The effect of “The Force Awakens” and the overall “Star Wars” sequel trilogy on this show is hard to shake. Willow seems initially like a mix of both the elder Han Solo and Luke Skywalker, while one particularly important character echoes Rey by saying “I’m nobody!” at one key point. But the recap style of the opening installments is at least clear enough to those of us who know “Willow” only from long-ago viewings to pick up the basic good vs. evil rehash going on in the show.
Aside from feeling like a two-hour movie stretched to a length of eight hours, easily the most baffling thing about “Willow” is its imbalance between a tendency to make fun of its medieval trappings with modern humor and references, and a tendency to embrace those medieval trappings with sincerity. This show doesn’t know if it wants to make fun of itself or be a proudly old-fashioned Middle Ages-style adventure. Sometimes the show seems to very badly want to be cool and edgy, which would have to explain the presence of modern covers of “Enter Sandman”, “The Hurdy Gurdy Man”, and “Black Hole Sun” playing over the end credits.
And some of the dialogue is aggressively anachronistic. Consider how one character is asked if they’ve ever been in a fight and responds, “You mean, like, verbally?” Or consider when Willow berates someone as being “the worst apprentice ever.” Jokes such as these owe a debt to the writing style of Joss Whedon, from as far back as “Buffy the Vampire Slayer” (which at least was set in the present, allowing for snark and hipper-than-thou sarcasm), and seem out of place with the film.
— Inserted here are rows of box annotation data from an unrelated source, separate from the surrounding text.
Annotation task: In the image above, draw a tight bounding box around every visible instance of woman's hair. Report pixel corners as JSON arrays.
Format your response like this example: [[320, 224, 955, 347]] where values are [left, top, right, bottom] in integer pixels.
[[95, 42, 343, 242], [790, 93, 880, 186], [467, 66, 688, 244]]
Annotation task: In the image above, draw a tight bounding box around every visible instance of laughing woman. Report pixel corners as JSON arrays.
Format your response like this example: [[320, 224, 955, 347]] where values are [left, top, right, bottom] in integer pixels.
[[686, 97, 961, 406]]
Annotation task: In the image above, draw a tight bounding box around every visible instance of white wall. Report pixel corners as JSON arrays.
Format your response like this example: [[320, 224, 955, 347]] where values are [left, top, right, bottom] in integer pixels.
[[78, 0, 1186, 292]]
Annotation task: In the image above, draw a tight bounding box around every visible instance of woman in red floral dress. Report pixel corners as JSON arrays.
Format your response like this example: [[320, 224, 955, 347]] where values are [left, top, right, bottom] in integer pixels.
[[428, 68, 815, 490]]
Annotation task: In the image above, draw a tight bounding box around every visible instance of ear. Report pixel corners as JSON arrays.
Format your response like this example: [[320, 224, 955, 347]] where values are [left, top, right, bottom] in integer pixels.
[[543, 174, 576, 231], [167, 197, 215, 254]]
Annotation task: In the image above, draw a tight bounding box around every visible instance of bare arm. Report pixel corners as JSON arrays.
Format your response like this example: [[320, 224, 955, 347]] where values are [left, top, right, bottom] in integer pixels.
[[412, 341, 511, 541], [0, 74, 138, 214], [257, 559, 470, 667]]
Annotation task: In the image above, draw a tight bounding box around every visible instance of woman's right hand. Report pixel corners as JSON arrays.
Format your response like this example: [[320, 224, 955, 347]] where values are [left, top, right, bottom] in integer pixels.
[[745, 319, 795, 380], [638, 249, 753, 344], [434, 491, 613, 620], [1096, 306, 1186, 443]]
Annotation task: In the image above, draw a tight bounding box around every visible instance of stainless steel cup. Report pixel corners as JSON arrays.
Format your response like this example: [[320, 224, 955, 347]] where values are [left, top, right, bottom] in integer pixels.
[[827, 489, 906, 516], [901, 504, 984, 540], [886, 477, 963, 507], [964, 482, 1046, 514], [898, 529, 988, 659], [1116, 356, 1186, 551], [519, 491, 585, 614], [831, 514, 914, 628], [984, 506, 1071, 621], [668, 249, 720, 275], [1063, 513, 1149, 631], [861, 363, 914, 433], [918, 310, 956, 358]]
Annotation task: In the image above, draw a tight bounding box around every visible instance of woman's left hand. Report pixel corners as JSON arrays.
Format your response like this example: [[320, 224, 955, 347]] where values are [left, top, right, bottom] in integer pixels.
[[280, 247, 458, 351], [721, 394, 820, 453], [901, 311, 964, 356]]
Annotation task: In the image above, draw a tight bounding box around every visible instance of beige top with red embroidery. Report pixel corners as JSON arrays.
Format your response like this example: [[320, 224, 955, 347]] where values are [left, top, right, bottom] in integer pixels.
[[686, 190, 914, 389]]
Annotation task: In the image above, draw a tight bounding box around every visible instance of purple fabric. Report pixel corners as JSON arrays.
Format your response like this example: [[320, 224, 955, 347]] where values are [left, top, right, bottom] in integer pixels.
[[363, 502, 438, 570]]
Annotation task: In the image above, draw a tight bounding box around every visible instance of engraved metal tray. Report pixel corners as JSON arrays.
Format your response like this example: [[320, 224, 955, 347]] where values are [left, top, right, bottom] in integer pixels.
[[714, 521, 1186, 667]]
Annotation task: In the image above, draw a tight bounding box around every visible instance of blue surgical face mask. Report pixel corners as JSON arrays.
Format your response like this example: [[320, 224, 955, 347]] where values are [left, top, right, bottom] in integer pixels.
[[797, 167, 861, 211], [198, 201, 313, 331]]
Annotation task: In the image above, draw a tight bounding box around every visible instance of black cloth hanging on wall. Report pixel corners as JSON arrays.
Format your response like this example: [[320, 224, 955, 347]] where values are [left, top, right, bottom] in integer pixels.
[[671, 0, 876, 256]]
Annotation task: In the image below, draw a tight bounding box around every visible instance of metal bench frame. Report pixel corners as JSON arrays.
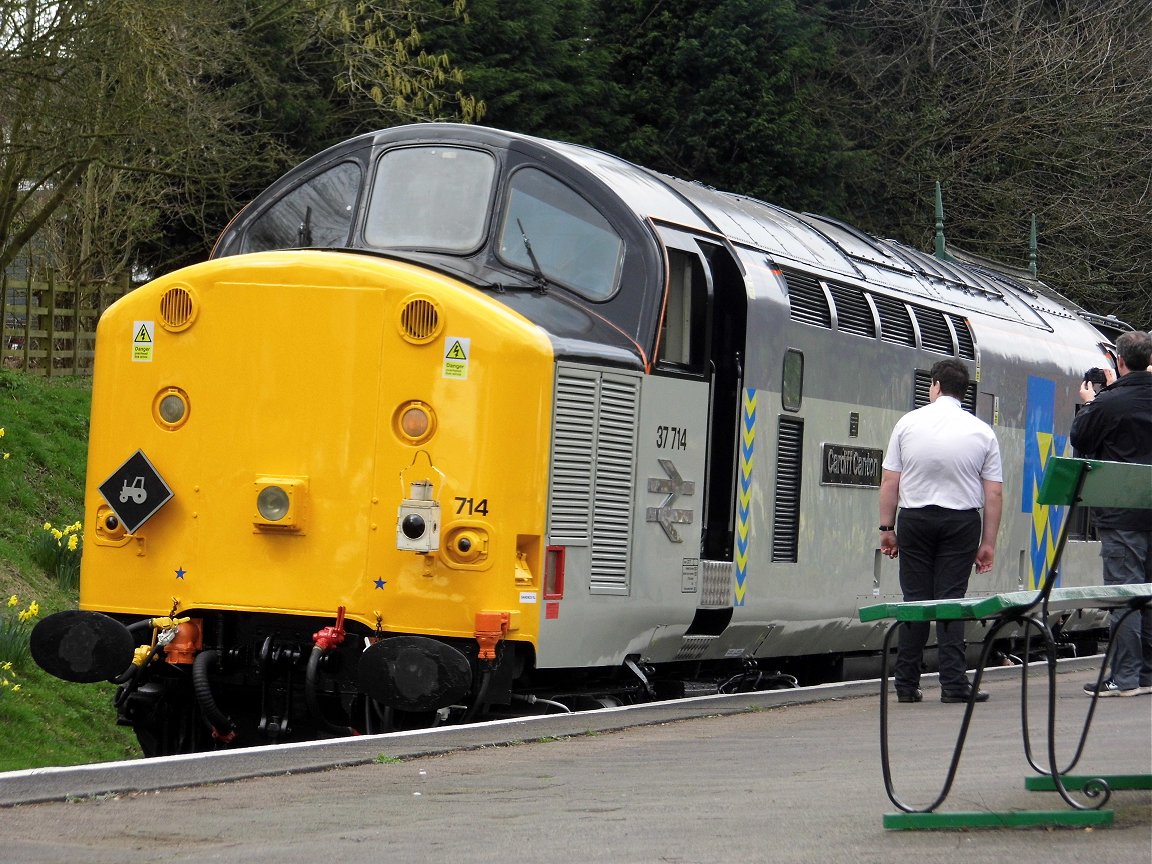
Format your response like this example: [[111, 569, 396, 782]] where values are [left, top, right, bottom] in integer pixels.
[[859, 456, 1152, 828]]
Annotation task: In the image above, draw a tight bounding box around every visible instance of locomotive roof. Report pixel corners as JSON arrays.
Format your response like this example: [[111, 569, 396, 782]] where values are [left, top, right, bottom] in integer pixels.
[[217, 123, 1128, 338], [352, 123, 1105, 333]]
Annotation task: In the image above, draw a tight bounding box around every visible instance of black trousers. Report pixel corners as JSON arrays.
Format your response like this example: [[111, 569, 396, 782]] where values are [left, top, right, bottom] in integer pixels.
[[893, 507, 982, 691]]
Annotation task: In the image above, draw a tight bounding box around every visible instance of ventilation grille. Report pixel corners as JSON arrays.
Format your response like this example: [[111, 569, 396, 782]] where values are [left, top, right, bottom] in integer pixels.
[[772, 417, 804, 561], [912, 369, 976, 414], [400, 297, 441, 343], [948, 314, 976, 361], [699, 561, 734, 608], [160, 287, 196, 331], [912, 306, 956, 354], [548, 370, 599, 546], [828, 282, 876, 336], [591, 374, 639, 590], [548, 366, 639, 593], [782, 271, 832, 327], [780, 270, 976, 361], [872, 294, 916, 348], [673, 636, 717, 661]]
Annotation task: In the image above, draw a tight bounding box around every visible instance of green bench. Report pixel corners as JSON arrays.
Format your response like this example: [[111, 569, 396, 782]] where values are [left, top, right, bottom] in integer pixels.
[[859, 456, 1152, 829]]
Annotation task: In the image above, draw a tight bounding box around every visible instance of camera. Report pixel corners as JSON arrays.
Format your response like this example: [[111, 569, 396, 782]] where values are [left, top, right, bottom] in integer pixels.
[[1084, 366, 1108, 393]]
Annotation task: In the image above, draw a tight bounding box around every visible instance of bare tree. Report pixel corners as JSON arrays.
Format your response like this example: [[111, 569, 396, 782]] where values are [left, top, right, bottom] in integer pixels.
[[849, 0, 1152, 325]]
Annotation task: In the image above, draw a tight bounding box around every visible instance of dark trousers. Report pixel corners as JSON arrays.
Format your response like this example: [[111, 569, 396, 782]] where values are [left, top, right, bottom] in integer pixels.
[[893, 507, 982, 691]]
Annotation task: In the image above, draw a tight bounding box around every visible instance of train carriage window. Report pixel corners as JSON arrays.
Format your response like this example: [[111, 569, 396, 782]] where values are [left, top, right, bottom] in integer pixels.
[[780, 348, 804, 411], [364, 146, 497, 252], [500, 168, 624, 300], [912, 369, 976, 414], [244, 162, 361, 252]]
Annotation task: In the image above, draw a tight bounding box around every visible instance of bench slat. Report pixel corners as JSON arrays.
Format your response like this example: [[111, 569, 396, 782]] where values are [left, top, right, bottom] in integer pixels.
[[1036, 456, 1152, 509], [859, 584, 1152, 622]]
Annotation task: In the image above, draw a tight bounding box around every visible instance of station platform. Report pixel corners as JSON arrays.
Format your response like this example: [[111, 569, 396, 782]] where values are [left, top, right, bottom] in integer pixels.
[[0, 658, 1152, 864]]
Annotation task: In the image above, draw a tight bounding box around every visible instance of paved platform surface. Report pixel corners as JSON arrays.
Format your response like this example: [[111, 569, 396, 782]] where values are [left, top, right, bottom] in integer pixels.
[[0, 661, 1152, 864]]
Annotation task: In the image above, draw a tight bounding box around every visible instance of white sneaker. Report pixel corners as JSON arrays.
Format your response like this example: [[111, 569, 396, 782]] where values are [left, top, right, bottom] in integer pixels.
[[1084, 679, 1152, 699]]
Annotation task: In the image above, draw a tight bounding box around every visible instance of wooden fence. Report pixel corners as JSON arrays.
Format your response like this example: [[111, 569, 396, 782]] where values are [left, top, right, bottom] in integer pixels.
[[0, 274, 130, 376]]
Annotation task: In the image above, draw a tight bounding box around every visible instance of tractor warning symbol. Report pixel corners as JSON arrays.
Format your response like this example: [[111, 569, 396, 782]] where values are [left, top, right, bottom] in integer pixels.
[[444, 336, 472, 380], [132, 321, 156, 363], [100, 450, 172, 535]]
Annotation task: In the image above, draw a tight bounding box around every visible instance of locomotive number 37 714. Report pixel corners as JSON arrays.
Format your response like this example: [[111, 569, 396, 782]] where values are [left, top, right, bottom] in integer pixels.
[[655, 426, 688, 450]]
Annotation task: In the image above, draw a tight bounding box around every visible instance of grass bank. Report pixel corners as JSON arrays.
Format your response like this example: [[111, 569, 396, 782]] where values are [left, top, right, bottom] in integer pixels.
[[0, 370, 139, 771]]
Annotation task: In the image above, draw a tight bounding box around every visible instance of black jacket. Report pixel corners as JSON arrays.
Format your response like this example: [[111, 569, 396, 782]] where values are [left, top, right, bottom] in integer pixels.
[[1070, 372, 1152, 531]]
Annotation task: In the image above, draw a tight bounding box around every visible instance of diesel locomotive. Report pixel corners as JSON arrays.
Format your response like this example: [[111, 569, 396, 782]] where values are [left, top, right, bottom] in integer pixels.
[[32, 123, 1123, 755]]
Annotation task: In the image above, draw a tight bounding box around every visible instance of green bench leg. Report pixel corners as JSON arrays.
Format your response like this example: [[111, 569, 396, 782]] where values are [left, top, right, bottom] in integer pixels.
[[884, 810, 1113, 831], [1024, 774, 1152, 791]]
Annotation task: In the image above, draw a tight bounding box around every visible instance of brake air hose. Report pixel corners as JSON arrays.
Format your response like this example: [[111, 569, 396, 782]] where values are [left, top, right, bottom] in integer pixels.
[[192, 649, 236, 744]]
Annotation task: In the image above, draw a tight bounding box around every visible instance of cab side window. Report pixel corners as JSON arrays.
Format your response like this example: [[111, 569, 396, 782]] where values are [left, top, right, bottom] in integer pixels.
[[243, 162, 361, 252], [657, 248, 707, 372]]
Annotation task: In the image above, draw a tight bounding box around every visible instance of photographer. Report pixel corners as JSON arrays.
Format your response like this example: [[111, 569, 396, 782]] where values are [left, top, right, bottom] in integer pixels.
[[1070, 331, 1152, 696]]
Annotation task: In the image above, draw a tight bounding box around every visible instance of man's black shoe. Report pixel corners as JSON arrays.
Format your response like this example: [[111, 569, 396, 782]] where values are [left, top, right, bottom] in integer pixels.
[[940, 690, 988, 703]]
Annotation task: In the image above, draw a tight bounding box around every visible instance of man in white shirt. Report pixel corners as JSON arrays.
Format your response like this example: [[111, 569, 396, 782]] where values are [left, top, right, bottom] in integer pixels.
[[880, 359, 1003, 703]]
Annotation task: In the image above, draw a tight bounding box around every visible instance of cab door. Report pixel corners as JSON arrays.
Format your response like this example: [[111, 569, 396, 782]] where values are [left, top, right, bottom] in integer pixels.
[[653, 226, 748, 569]]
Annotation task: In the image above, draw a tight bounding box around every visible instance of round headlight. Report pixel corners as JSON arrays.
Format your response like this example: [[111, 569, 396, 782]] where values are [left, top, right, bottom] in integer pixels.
[[152, 387, 188, 431], [256, 486, 291, 522], [393, 400, 435, 444], [160, 393, 184, 423]]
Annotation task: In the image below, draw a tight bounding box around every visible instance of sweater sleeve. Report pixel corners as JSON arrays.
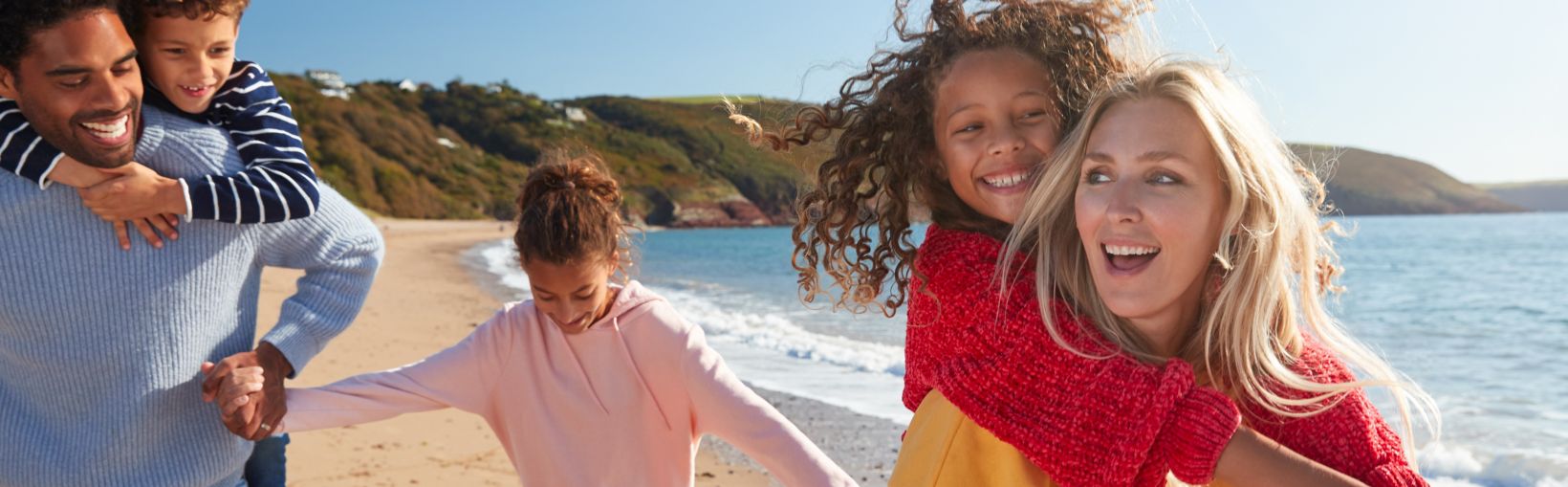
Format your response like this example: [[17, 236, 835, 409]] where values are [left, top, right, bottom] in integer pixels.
[[904, 226, 1240, 487], [0, 98, 64, 190], [1247, 340, 1426, 487], [252, 190, 385, 374], [681, 309, 856, 487], [279, 306, 512, 432], [181, 61, 321, 223]]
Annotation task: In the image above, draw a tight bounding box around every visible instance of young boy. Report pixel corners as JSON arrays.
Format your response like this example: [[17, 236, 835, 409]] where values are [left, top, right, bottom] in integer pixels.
[[0, 0, 320, 250], [0, 0, 309, 485]]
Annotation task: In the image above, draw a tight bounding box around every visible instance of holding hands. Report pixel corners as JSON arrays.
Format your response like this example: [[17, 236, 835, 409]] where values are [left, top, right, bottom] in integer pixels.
[[201, 341, 294, 441]]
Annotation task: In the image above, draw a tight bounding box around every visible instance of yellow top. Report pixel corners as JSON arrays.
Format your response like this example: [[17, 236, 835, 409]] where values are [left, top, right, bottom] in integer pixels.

So it’s somewhat difficult to grasp who this show is for – will the diehard fans want a show that’s only partly similar to the film they love? Leaving that aside, some of the jokes feel intentionally juvenile, but the fantastical elements are dark and spooky enough to imply an audience above the elementary-school set.
Whether or not the audience for a “Willow” TV series is legion is arguably immaterial — the show just needs to be entertaining enough to work. Though there are a number of inexplicably surprising cameos in the show, including at least one Emmy winner who’s next to unrecognizable as a friendly forest-dweller, “Willow” is most fascinating to watch from a standpoint of cultural anthropology, without being entertaining enough. The strange brew of 21st-century-style dialogue (with many of the younger actors’ American accents warring with Davis’ natural English tones, aside from their anachronistic chatter), glib tone, swordplay, and head-scratchers like a “Crimson and Clover” cover (because … sure? Why not?) lands with a bit of a thud after the recently completed first season of Lucasfilm’s last effort, “Andor.” “Willow” isn’t trying to be adult or mature in that way, but the sense of epic scope needed for an adventure like this to work is hiding behind faux-sly humor that belies a lack of confidence in the story.
“Willow” premieres November 30, 2022, on Disney+.